More interesting was the behavior of the Republicans on the House Intelligence Committee, who did not even attempt to defend Trump’s mendacious tweets. They also acted as if the now-officially acknowledged FBI investigation into Russian manipulation of the US election and possible collusion with the Trump campaign was of no consequence, although they did try pathetically to get Comey on record as saying that the Russian operation did not affect the election’s outcome. (Comey noted that this was not a question that the FBI is trying to answer, as other intelligence officials have stated previously.)
Instead, the Republicans robotically pretended that leaks were really what the FBI probe should be focusing on. I guess “but the leaks!” will now replace “but her e-mails!” as the Republicans’ mantra. Their insouciance about Russian manipulation looks increasingly bizarre and perhaps a little desperate.

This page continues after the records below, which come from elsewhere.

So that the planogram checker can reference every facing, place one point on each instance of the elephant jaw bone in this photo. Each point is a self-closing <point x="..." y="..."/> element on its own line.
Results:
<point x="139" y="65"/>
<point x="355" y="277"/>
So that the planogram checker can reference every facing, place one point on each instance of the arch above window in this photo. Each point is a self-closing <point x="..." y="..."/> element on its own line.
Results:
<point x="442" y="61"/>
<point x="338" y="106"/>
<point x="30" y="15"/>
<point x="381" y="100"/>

We also now know that the FBI investigation is indeed looking into links between the Trump team and the Russians and has been doing so since last July. Comey made a point of noting the unusualness of his commenting on an “ongoing investigation”. No one had to point out the irony that his October Surprise statement on another ongoing investigation about Hillary Clinton’s emails probably tipped the election to Trump. Comey refused to be pinned down on how long the investigation will go on, and he declined to go into any details about the extent of the investigation or what it has turned up so far.
One thing we still don’t know is whether the investigation is following up on reported financial ties between Trump himself and the Russian government and/or oligarchy.

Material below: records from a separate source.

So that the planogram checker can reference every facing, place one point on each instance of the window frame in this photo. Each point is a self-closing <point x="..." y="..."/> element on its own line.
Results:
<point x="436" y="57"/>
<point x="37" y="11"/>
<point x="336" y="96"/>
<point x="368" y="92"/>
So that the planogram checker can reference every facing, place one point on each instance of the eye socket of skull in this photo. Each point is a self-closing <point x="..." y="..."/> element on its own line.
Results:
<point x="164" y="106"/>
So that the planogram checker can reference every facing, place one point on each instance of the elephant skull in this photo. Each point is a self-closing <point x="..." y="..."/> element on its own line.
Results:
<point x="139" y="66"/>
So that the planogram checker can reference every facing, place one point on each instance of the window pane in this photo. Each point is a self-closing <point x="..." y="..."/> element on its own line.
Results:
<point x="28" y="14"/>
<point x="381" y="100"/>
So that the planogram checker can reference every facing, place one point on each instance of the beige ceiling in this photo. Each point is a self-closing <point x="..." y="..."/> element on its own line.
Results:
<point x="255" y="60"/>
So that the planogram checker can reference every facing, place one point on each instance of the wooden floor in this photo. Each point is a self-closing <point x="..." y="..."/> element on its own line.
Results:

The hearing provided a platform for the ranking Democrat on the committee, Adam Schiff of California, to lay out a strong circumstantial case of contacts and possible collusion between members of the Trump team and Russia. The fact that the Republican chairman allowed him to make this 15+ minute statement, may indicate just how nervous Republicans really are about what may emerge from the FBI probe. It’s definitely worth watching the entire statement; for the video click here.
Meanwhile, Trump spent the day spewing out a series of falsehood-laden tweets, while Sean Spicer went full Melissa McCarthy trying to deny that his boss is a liar.
For the Republicans, perhaps the silver lining is that the hearings have distracted attention from the increasingly likely failure of Trump’s replacement for the Affordable Care Act in Congress. And it was even possible not to notice that Scalia 2.0 (aka Neil Gorsuch) started his confirmation hearings in the Senate today to fill the Supreme Court seat that the Republicans had refused to hold hearings on while Obama was president.